Hindustan Times | ByAmitava Sanyal
Sep 20, 2008 11:08 PM IST

Fu Manchu, Genghis Khan, Dalí. If someone sprung these words on an unsuspecting you and asked for the common thread, you would be forgiven for thinking them to be characters from a surreal videogame, writes Amitava Sanyal.

Fu Manchu, Genghis Khan, Dalí. If someone sprung these words on an unsuspecting you and asked for the common thread, you would be forgiven for thinking them to be characters from a surreal videogame. In reality, in the testosterone-charged world of half the human species, these are some of the more exquisite styles of moustaches.

HT Image
HT Image

Dainty or daunting, curly or straight, it’s the crop that separates the men from the boys. (No offence to those who choose to keep none — but, by the ‘whiskers of Kurvi-Tasch’, don’t they too have to take care of the crop ritualistically every morning?) In effect, it’s one of the few visible things men get to fuss over.

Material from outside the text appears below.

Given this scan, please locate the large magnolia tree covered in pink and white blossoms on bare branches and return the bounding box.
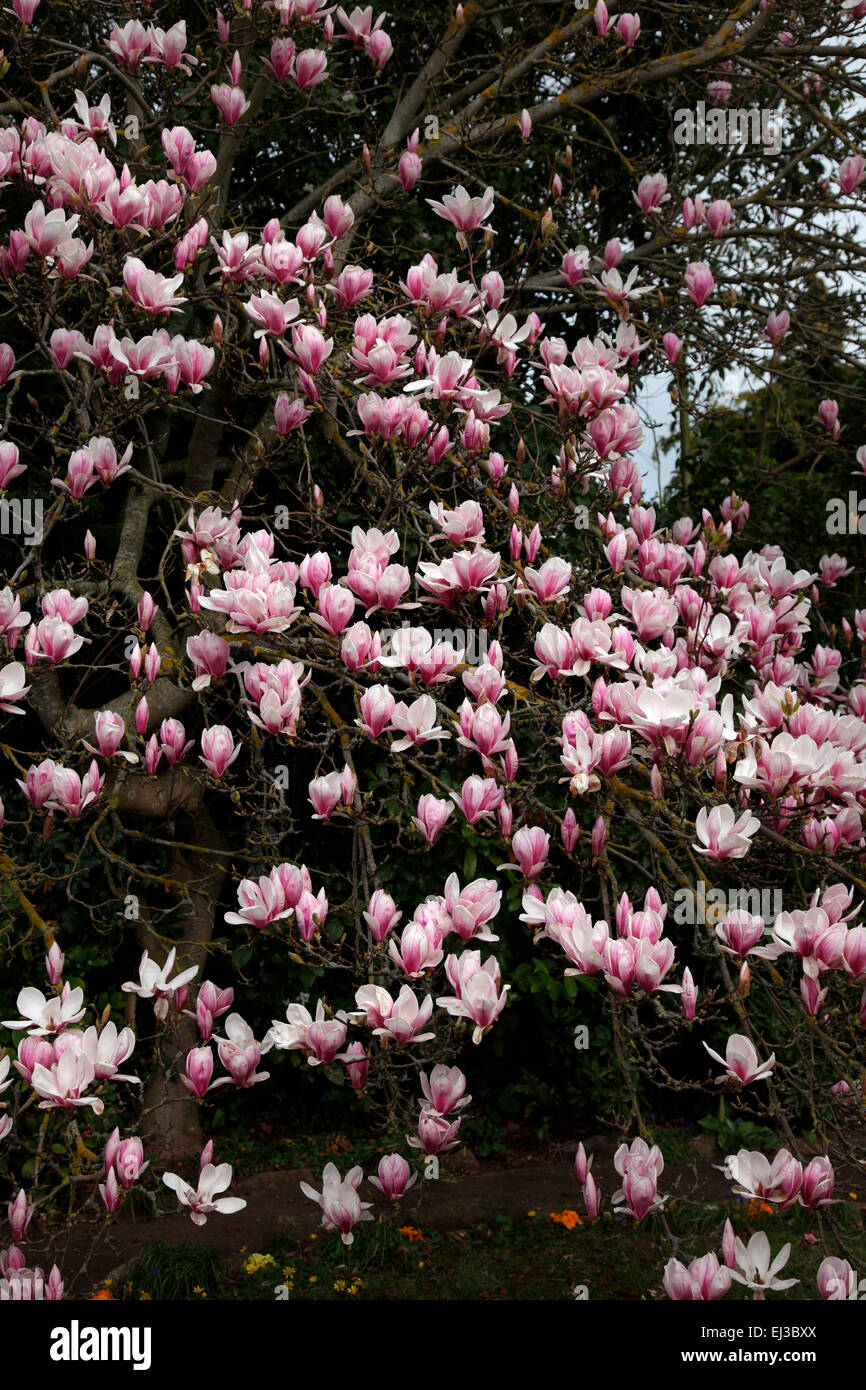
[0,0,866,1298]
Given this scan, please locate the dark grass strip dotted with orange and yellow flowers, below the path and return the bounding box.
[111,1200,866,1301]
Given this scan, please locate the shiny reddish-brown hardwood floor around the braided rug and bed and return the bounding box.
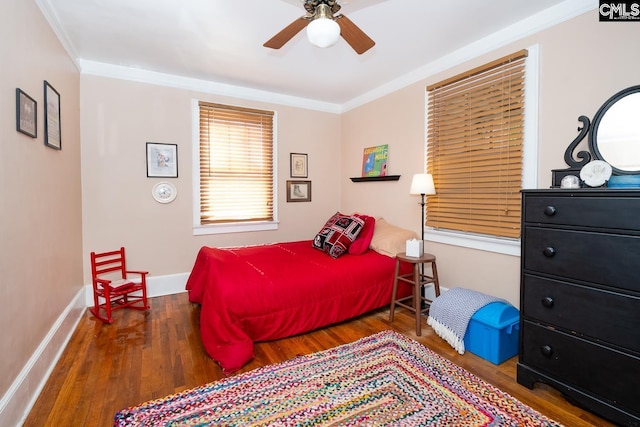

Perhaps we, the subcontinental males, fuss over our crop-on-the-upper-lip more than our brethren in other parts of the world. The fruits of our gardening sure mark us out.

Long before the hollering hirsute of Singur, the Tata group faced a prickly situation in faraway South Korea. Alan Rosling, executive director at Tata Sons in charge of acquisitions, reveals that facial hair created a mild cultural dissonance when Tata Motors bought Daewoo. None of the Koreans sported a moochh, while many of the Indians did. Over time, it just so happens that the expat Tata employees over there have chosen to put up a clean face.

It’s not just that we have more moustaches than in the rest of the world (we have most of almost everything); but we have some of them in unmistakable, hair-raising styles. Here are two flowers from the brambly Indian garden.

Jalebi Coil: It can come with as many spirals as your household would allow. But there is a cautionary tale for those who choose to go the length. Ram Singh Chauhan of Jaipur, the gardener of a jalebi 12-and-a half feet tip-to-tip, does not want to flaunt it in public anymore. This employee of Rajasthan Tourism has displayed his pride to thousands at several fairs at home and away. But these days he has been hiding his coil in the manner of “the snake around Shivji’s neck”, sheathed from view. The reason: a decade ago, an awestruck motorcyclist ogling at his jalebi met with an accident. Managing such a growth is an enterprise — it takes Chauhan more than 30 hours and Rs 1,000 a month to maintain it.

Thevar Thunder: This marriage of the moustache to the sideburns creates an awe-inspiring bridge and adds a jawline. No wonder it’s etched in Indian imagination by the Thevars of Tamil Nadu, a state where no superhero worth his dhishum can come on screen without a moustache. While the onscreen bristle has evolved from the Errol-Flynn-thin style of MGR to the thug’s thicket of Rajnikanth, the Thunderous One was popularised by Kamal Hasan’s Thevar Magan, informs Chennai-based cinematographer Soundar Rajan, who was himself forced to keep one for the first time by his wife.